Tests of association

Chi-square tests for independence and association in two-way tables

Today’s agenda

[lecture] tests of association in contingency tables
[lab] \(\chi^2\) tests and residual analysis in R

Do asthma rates differ by sex?

From a subsample of NHANES data:

	asthma	no asthma
female	49	781
male	30	769

Inference for the difference in proportions:

table(asthma$sex, asthma$asthma) |>
  prop.test(alternative = 'two.sided', 
            conf.level = 0.95,
            correct = F)


    2-sample test for equality of proportions without continuity correction

data:  table(asthma$sex, asthma$asthma)
X-squared = 4.0741, df = 1, p-value = 0.04355
alternative hypothesis: two.sided
95 percent confidence interval:
 0.0007323913 0.0422460305
sample estimates:
    prop 1     prop 2 
0.05903614 0.03754693

Interpretation:

There is moderate evidence that asthma prevalence differs between men and women (Z = 2.108, p = 0.0436). With 95% confidence, the difference in prevalence (F - M) is estimated to be between 0.07% and 4.22%, with a point estimate of 2.15%.

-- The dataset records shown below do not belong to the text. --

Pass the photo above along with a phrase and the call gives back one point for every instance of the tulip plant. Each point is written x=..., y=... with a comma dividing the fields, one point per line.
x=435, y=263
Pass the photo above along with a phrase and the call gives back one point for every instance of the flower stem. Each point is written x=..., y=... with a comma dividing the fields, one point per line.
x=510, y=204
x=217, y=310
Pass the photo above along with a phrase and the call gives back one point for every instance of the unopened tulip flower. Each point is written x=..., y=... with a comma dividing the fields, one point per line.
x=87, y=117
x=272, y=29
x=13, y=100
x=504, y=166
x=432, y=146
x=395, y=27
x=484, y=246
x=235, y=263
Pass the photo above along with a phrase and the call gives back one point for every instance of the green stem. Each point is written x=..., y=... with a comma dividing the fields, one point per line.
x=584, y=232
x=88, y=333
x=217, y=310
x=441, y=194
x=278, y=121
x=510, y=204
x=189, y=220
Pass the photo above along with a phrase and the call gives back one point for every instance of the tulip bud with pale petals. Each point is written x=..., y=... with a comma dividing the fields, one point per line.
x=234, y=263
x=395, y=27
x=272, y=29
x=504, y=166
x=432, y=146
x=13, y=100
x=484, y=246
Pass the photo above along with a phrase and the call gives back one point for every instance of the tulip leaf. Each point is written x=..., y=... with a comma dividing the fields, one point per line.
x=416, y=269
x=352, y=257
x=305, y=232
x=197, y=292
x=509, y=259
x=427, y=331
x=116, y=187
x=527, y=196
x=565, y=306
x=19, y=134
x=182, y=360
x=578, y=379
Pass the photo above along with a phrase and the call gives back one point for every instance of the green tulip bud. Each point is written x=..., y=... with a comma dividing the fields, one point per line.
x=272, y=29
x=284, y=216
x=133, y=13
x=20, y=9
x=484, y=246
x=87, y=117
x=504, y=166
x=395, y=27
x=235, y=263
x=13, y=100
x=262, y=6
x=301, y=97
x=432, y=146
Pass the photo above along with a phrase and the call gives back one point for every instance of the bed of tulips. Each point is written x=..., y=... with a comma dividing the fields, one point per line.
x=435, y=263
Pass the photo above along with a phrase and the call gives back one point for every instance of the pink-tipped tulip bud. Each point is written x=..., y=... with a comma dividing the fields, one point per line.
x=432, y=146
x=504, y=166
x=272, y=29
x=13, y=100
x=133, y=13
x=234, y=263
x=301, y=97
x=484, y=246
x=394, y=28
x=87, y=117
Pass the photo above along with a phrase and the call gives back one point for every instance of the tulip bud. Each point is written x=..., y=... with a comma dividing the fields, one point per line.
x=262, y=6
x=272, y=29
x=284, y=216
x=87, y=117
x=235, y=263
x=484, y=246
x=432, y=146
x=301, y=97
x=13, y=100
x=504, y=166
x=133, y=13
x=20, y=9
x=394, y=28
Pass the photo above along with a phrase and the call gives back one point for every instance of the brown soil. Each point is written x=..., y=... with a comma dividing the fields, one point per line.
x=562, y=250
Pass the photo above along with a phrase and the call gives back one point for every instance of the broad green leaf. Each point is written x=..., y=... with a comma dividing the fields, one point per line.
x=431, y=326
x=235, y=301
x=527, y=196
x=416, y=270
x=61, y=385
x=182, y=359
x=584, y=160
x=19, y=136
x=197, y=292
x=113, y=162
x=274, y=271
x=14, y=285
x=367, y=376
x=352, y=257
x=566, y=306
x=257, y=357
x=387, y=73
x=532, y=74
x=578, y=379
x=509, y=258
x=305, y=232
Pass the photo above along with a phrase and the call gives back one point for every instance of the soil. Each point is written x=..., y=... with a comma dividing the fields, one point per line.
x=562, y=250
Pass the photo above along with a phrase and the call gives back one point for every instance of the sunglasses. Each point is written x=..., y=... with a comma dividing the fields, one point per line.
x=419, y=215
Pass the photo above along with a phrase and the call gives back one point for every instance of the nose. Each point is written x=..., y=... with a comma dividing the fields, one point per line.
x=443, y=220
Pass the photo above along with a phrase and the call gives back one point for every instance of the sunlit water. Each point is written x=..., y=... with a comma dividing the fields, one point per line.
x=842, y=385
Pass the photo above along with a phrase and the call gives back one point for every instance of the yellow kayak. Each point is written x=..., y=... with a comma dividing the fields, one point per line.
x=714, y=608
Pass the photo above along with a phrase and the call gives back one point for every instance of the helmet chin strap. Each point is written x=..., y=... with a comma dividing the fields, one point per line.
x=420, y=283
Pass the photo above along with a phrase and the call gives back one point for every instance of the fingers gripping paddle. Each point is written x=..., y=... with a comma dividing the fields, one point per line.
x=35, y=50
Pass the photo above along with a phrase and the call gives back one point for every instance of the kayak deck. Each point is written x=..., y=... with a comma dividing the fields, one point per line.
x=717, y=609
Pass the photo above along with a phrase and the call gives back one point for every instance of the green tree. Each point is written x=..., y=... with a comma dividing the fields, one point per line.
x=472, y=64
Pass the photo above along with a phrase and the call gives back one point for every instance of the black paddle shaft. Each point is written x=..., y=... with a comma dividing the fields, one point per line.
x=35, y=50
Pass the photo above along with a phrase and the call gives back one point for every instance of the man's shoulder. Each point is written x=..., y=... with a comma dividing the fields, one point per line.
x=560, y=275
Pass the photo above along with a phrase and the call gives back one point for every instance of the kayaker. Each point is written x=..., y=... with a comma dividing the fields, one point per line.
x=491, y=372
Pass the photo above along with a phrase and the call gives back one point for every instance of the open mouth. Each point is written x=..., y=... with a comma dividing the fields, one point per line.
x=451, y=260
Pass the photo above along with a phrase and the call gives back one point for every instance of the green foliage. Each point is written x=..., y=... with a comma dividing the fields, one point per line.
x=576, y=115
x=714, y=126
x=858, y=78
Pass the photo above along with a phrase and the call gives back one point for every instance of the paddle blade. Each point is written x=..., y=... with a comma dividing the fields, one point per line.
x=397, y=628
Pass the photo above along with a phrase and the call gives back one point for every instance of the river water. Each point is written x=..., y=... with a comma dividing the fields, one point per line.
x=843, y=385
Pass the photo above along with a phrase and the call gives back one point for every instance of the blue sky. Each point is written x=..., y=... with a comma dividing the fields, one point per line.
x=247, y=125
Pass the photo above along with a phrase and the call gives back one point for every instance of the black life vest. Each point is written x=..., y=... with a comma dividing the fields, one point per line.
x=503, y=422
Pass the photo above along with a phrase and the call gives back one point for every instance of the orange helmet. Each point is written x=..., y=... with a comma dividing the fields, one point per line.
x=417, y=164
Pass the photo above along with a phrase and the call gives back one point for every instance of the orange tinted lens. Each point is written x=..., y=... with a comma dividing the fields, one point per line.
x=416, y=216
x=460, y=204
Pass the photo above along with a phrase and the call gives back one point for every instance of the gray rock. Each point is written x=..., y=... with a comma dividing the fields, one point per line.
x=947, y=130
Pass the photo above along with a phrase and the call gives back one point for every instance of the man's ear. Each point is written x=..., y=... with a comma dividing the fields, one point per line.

This inference relies on a specific measure of association (difference in prevalence) that we can’t always estimate.

Could we test for association between sex and asthma without relying on a specific measure?

Association and independence

Consider the hypotheses:

\[ \begin{cases} H_0: &\text{asthma}\perp\text{sex} \; &(\text{independence})\\ H_A: &\neg(\text{asthma}\perp\text{sex}) \; &(\text{association}) \end{cases} \]

Consider also the proportions:

	asthma	no asthma	total
female	0.03008	0.4794	0.5095
male	0.01842	0.4721	0.4905
total	0.0485	0.9515	1

\(p_{ij}\): proportion of observations in cell \(ij\)
\(p_i\), \(p_j\): marginal proportions in row \(i\) or column \(j\)

If sex and asthma are independent:

\[ p_{ij} \approx p_i \times p_j \]

For example, we’d expect:

\[ 0.4721 \approx 0.4905 \times 0.9515 \]

In other words:

49% of respondents are men
95% of respondents don’t have asthma
so roughly 49% of 95% would be men without asthma

Basis for a test: expected counts

Expected proportions translate directly to expected counts: \[p_{ij} = p_i \times p_j \quad\Longleftrightarrow\quad n_{ij} = \frac{n_{i\cdot} \times n_{\cdot j}}{n}\]

Actual counts:

	O1	O2	total
G1	\(n_{11}\)	\(n_{12}\)	\(\color{red}{n_{1\cdot}}\)
G2	\(n_{21}\)	\(n_{22}\)	\(\color{orange}{n_{2\cdot}}\)
total	\(\color{blue}{n_{\cdot 1}}\)	\(\color{green}{n_{\cdot 2}}\)	\(n\)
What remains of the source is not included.